Obviously, the strategy could not work if dollars were not not a means of
exchange for oil.

"The second part of the loan was from all other economies that had to pay
dollars for oil but could not print currency. Those economies had to trade
their goods and services for dollars in order to pay OPEC. Again, so long
as OPEC held the dollars rather than spending them, the US received a loan.
It was therefore important to keep OPEC oil priced in dollars at the same
time that the govt officials continued to recruit Arab funds...

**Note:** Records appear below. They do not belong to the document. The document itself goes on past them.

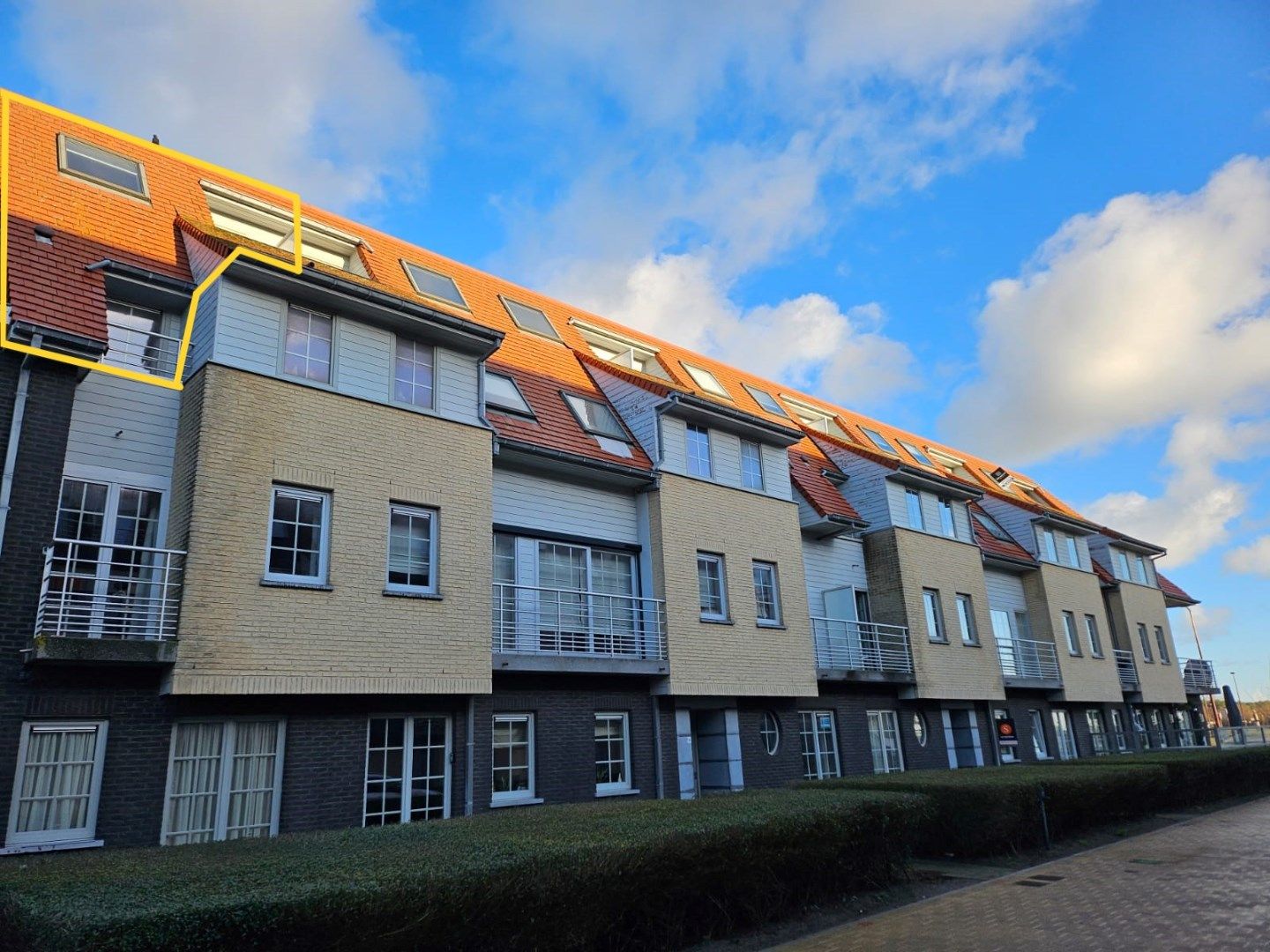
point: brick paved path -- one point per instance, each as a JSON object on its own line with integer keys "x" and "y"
{"x": 1197, "y": 885}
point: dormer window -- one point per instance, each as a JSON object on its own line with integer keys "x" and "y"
{"x": 530, "y": 319}
{"x": 103, "y": 167}
{"x": 705, "y": 380}
{"x": 435, "y": 285}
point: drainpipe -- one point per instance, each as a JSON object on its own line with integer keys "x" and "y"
{"x": 11, "y": 457}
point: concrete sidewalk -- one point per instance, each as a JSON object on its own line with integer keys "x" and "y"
{"x": 1199, "y": 885}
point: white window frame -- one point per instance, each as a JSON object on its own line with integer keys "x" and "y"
{"x": 415, "y": 512}
{"x": 324, "y": 551}
{"x": 86, "y": 834}
{"x": 510, "y": 798}
{"x": 228, "y": 738}
{"x": 616, "y": 788}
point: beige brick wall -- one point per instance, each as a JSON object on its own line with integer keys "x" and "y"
{"x": 739, "y": 659}
{"x": 1053, "y": 589}
{"x": 1131, "y": 605}
{"x": 239, "y": 433}
{"x": 900, "y": 564}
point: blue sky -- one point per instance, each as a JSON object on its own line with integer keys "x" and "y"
{"x": 1038, "y": 230}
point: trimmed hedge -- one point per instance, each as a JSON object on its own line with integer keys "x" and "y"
{"x": 996, "y": 810}
{"x": 617, "y": 876}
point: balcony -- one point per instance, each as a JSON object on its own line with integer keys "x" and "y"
{"x": 1029, "y": 664}
{"x": 1198, "y": 677}
{"x": 108, "y": 605}
{"x": 862, "y": 651}
{"x": 1128, "y": 669}
{"x": 568, "y": 629}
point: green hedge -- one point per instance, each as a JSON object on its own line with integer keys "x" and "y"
{"x": 996, "y": 810}
{"x": 620, "y": 876}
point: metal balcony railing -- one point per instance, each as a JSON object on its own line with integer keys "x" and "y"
{"x": 1198, "y": 677}
{"x": 1027, "y": 658}
{"x": 566, "y": 622}
{"x": 862, "y": 646}
{"x": 95, "y": 591}
{"x": 1127, "y": 668}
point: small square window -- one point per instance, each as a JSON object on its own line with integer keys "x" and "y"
{"x": 530, "y": 319}
{"x": 430, "y": 283}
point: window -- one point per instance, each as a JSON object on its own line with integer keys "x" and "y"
{"x": 751, "y": 465}
{"x": 698, "y": 450}
{"x": 1073, "y": 641}
{"x": 224, "y": 781}
{"x": 530, "y": 319}
{"x": 878, "y": 441}
{"x": 767, "y": 594}
{"x": 412, "y": 374}
{"x": 612, "y": 755}
{"x": 1041, "y": 747}
{"x": 596, "y": 418}
{"x": 765, "y": 400}
{"x": 502, "y": 394}
{"x": 966, "y": 620}
{"x": 412, "y": 550}
{"x": 819, "y": 746}
{"x": 57, "y": 784}
{"x": 141, "y": 339}
{"x": 770, "y": 733}
{"x": 710, "y": 584}
{"x": 1146, "y": 643}
{"x": 914, "y": 499}
{"x": 705, "y": 380}
{"x": 306, "y": 346}
{"x": 884, "y": 741}
{"x": 430, "y": 283}
{"x": 407, "y": 770}
{"x": 98, "y": 165}
{"x": 512, "y": 759}
{"x": 299, "y": 536}
{"x": 934, "y": 614}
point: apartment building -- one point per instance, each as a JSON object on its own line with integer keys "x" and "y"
{"x": 413, "y": 542}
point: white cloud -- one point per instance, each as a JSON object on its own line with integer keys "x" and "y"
{"x": 1252, "y": 559}
{"x": 312, "y": 95}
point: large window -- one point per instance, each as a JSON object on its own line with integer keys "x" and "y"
{"x": 712, "y": 587}
{"x": 57, "y": 784}
{"x": 698, "y": 450}
{"x": 767, "y": 594}
{"x": 819, "y": 746}
{"x": 308, "y": 346}
{"x": 407, "y": 770}
{"x": 224, "y": 781}
{"x": 513, "y": 759}
{"x": 884, "y": 741}
{"x": 612, "y": 755}
{"x": 413, "y": 374}
{"x": 299, "y": 536}
{"x": 412, "y": 550}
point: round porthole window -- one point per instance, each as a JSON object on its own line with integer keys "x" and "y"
{"x": 770, "y": 730}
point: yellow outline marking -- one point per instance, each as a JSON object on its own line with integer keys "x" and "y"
{"x": 175, "y": 383}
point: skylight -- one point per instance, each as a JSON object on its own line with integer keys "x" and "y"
{"x": 502, "y": 394}
{"x": 530, "y": 319}
{"x": 705, "y": 380}
{"x": 765, "y": 400}
{"x": 101, "y": 167}
{"x": 430, "y": 283}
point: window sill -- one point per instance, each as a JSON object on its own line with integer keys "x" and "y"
{"x": 422, "y": 596}
{"x": 309, "y": 585}
{"x": 519, "y": 801}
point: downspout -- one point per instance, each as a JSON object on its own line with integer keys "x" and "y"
{"x": 11, "y": 457}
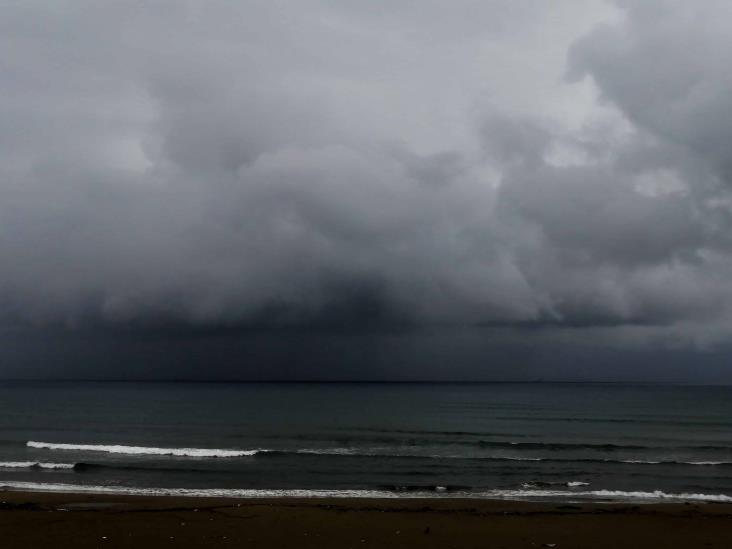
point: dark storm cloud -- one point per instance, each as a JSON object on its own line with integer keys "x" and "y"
{"x": 185, "y": 170}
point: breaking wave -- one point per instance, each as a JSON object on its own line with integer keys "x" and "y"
{"x": 438, "y": 491}
{"x": 34, "y": 465}
{"x": 143, "y": 450}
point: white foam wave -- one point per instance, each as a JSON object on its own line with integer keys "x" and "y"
{"x": 589, "y": 495}
{"x": 143, "y": 450}
{"x": 34, "y": 465}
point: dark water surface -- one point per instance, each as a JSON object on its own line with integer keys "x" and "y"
{"x": 563, "y": 441}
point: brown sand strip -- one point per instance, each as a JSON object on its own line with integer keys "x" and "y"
{"x": 37, "y": 521}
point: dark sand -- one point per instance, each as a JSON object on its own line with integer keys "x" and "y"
{"x": 38, "y": 520}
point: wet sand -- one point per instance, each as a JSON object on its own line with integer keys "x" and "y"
{"x": 40, "y": 520}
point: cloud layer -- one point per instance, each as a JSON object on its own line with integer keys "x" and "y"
{"x": 530, "y": 173}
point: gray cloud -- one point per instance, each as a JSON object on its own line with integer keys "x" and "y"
{"x": 303, "y": 167}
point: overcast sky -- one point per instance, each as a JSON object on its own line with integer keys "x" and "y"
{"x": 382, "y": 189}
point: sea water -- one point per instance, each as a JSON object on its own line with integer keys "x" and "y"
{"x": 513, "y": 441}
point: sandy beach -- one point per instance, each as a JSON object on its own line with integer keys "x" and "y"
{"x": 39, "y": 520}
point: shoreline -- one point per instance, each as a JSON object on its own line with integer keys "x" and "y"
{"x": 42, "y": 519}
{"x": 534, "y": 495}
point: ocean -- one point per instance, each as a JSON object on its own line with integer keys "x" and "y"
{"x": 536, "y": 441}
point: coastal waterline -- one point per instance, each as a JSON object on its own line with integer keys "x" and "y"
{"x": 560, "y": 441}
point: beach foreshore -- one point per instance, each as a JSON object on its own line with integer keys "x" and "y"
{"x": 38, "y": 520}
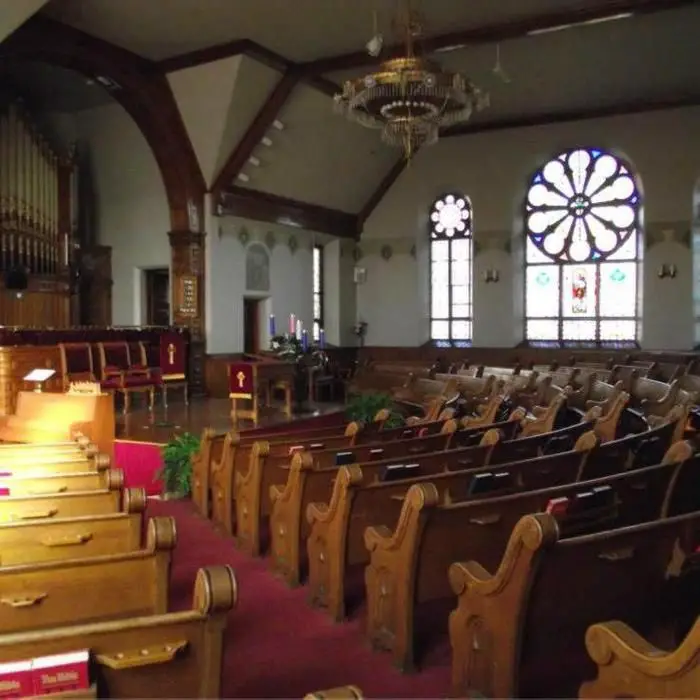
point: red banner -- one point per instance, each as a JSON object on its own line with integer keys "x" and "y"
{"x": 241, "y": 380}
{"x": 173, "y": 356}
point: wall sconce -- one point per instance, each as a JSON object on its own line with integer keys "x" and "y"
{"x": 667, "y": 271}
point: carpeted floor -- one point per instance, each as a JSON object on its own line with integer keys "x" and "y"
{"x": 276, "y": 645}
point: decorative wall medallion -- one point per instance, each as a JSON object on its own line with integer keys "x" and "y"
{"x": 257, "y": 269}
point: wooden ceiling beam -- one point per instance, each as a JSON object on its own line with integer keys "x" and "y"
{"x": 262, "y": 122}
{"x": 380, "y": 192}
{"x": 261, "y": 206}
{"x": 500, "y": 31}
{"x": 550, "y": 118}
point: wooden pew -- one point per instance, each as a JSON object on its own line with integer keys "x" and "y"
{"x": 335, "y": 543}
{"x": 519, "y": 632}
{"x": 56, "y": 464}
{"x": 629, "y": 666}
{"x": 344, "y": 692}
{"x": 33, "y": 541}
{"x": 253, "y": 495}
{"x": 408, "y": 566}
{"x": 59, "y": 505}
{"x": 74, "y": 591}
{"x": 237, "y": 458}
{"x": 211, "y": 447}
{"x": 18, "y": 484}
{"x": 171, "y": 655}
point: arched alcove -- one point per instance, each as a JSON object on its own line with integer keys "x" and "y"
{"x": 257, "y": 269}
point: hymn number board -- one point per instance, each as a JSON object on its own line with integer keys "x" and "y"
{"x": 188, "y": 297}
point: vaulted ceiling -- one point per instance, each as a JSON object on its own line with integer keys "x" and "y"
{"x": 261, "y": 61}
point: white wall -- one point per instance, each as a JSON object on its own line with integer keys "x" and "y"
{"x": 291, "y": 290}
{"x": 131, "y": 210}
{"x": 493, "y": 170}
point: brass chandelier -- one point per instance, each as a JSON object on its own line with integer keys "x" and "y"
{"x": 410, "y": 98}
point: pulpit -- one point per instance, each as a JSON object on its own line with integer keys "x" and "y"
{"x": 252, "y": 383}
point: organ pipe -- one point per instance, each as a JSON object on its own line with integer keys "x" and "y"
{"x": 36, "y": 196}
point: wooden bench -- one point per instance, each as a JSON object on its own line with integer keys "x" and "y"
{"x": 253, "y": 495}
{"x": 18, "y": 484}
{"x": 33, "y": 541}
{"x": 59, "y": 505}
{"x": 335, "y": 543}
{"x": 519, "y": 632}
{"x": 629, "y": 666}
{"x": 408, "y": 566}
{"x": 74, "y": 591}
{"x": 174, "y": 655}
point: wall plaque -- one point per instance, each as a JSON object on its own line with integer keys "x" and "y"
{"x": 187, "y": 300}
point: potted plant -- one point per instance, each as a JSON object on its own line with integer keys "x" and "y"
{"x": 364, "y": 407}
{"x": 176, "y": 472}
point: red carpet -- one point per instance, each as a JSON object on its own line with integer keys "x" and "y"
{"x": 276, "y": 645}
{"x": 140, "y": 462}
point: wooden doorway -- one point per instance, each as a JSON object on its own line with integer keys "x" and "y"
{"x": 158, "y": 296}
{"x": 251, "y": 325}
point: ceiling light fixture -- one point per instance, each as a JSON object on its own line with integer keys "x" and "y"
{"x": 409, "y": 97}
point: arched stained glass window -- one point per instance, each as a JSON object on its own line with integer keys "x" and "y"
{"x": 583, "y": 243}
{"x": 451, "y": 269}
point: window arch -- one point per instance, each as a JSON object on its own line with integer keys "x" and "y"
{"x": 451, "y": 269}
{"x": 583, "y": 216}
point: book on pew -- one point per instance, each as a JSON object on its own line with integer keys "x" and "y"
{"x": 489, "y": 481}
{"x": 343, "y": 458}
{"x": 396, "y": 472}
{"x": 16, "y": 680}
{"x": 60, "y": 673}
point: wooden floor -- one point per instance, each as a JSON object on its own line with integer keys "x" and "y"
{"x": 159, "y": 426}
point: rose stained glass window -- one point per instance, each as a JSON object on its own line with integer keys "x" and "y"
{"x": 451, "y": 269}
{"x": 583, "y": 232}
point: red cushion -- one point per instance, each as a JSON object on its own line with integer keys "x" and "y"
{"x": 132, "y": 380}
{"x": 110, "y": 383}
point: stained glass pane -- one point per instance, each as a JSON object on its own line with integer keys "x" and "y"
{"x": 440, "y": 330}
{"x": 578, "y": 330}
{"x": 542, "y": 291}
{"x": 578, "y": 290}
{"x": 618, "y": 289}
{"x": 461, "y": 330}
{"x": 618, "y": 330}
{"x": 542, "y": 330}
{"x": 451, "y": 268}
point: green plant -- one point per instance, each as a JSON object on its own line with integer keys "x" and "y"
{"x": 364, "y": 407}
{"x": 176, "y": 472}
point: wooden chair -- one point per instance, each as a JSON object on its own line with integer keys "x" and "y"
{"x": 118, "y": 374}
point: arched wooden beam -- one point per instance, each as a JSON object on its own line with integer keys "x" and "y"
{"x": 142, "y": 90}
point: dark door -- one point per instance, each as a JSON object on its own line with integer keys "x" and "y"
{"x": 250, "y": 326}
{"x": 158, "y": 297}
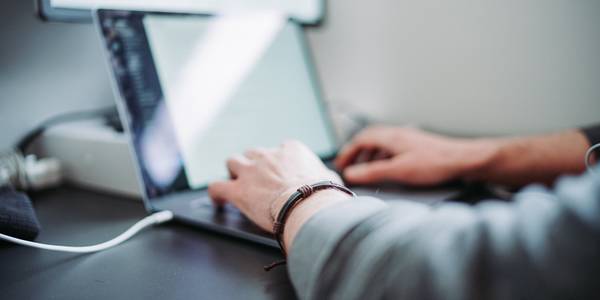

"The Saudis...had the greatest proportion of dollar denominated reserves in
OPEC. This meant that their reserves were diminished by the [post
12/77-rb]depreciation of the dollar (compared to the basket of their
imports)> But it also meant that they had the most to lose if a shift by
OPEC to a basket of currencies [note: urged by Kuwait!!!--rb] threatened
intl confidence in the dollar. Having agreed to invest so much in dollars,
the Saudis now shared a stake in maintaining the dollar as an intl reserve
currency...

Oil is still priced in dollars."  pp. 121-4
___________________________________________________
Just to take another remarkable passage:

"In an attempt to continue the recruitment of Saudi funds, and in
competition with other industrial powers, the State and Treasury Depts went
to extraordinary lengths to prevent the Congress from gathering infomration
[on the Saudi purchase of T-bills and various other instruments--rb]. The
secretary of the treasury even went to the trouble
of making sure the CIA remained secretive [!]. It was this secrecy not
accorded the investments of any other nation, tha tled the Commerce Dept to
complain that it was unable to compile accurate data on either foreign
investment in the US or its balance of payments." p. 126.
__________________________________________
And a good question: "We do not know for instance whether the investment of
billions of dollars by one govt (Saudi Arabia) in the treasury obligations
of another govt (the US) was economically rational or motivated by non
monetary considerations [provision of security umbrella?rb]. Should this
exchange of value be called a market or political deal." p. 76
______________________________________

Spiro includes a statistically rigorous analysis of how the adjustments
from the oil price hikes were imposed on the LDCs (except for a few newly
industrializing ones).

I could not recommend this book more highly. I had been hoping that a
Marxist would have written such an analysis long ago, though the late Eqbal
Ahmad made many suggestions in this direction.